É verdade que a atividade parlamentar tem características próprias, quando comparada a outras, por exigir visitas rotineiras às chamadas bases eleitorais, situadas nos municípios, ou muitas viagens e participação em reuniões de articulação política. Mesmo assim, fica claro que os deputados federais continuam longe de padrões ideais de assiduidade. Nesse quesito, de qualquer maneira, a Câmara está em melhor situação do que o Senado Federal pelo menos em um aspecto: o Senado continua dificultando o acesso à freqüência dos senadores às sessões deliberativas.
Jeitinho parlamentar
Pelo art. 55 da Constituição Federal, o deputado que faltar a mais de um terço das sessões pode ter o mandato cassado. Contudo, essa disposição legal não costuma ser aplicada de forma rigorosa. Há apenas dois registros, ambos em 1989, de cassação de parlamentar por falta. Os dois eram do PMDB: Felipe Cheidde, de São Paulo, e Mário Bouchardet, de Minas Gerais.
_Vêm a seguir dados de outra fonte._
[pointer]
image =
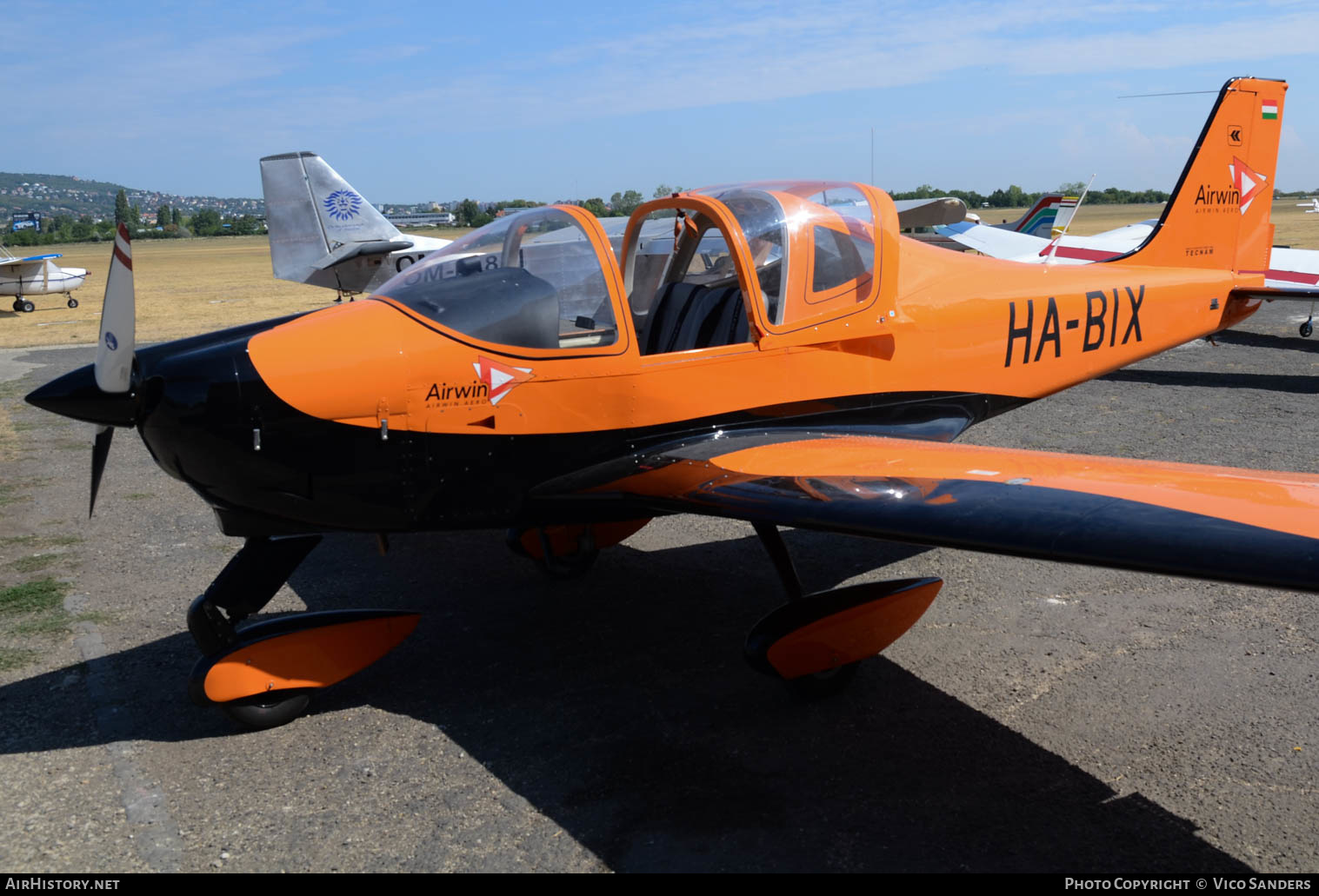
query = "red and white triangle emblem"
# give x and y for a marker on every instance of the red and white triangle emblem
(1245, 181)
(499, 378)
O chamado “jeitinho brasileiro” também funciona, de alguma forma, no Congresso. E esse jeitinho sempre encontra guarida nas entrelinhas dos dispositivos do Regimento Interno, seja ele da Câmara ou do Senado Federal.
Os deputados, no caso da Câmara, têm até o fim de seus mandatos para apresentar justificativas de suas ausências, o que garante aos faltosos, entre outras coisas, escapar dos “desagradáveis” descontos em seus salários.
Os pedidos de justificativa não têm um prazo determinado para serem apreciados pela administração da Casa. Podem correr rapidamente, como no caso de licenças médicas para tratamento de saúde cuja documentação comprobatória tenha sido corretamente apresentada; ou demorar semanas até sair o veredito final.
Mudanças na lista de faltosos
A possibilidade de justificativa das faltas embaralha o resultado final de qualquer pesquisa que se queira conclusiva em relação à assiduidade dos parlamentares em suas atividades no Congresso. Deputados que estavam entre os mais faltosos sem justificativa na semana passada, por exemplo, já não se encontram mais no topo da lista negativa na semana em curso. Isso porque conseguiram abonar senão todas, pelo menos parte de suas ausências.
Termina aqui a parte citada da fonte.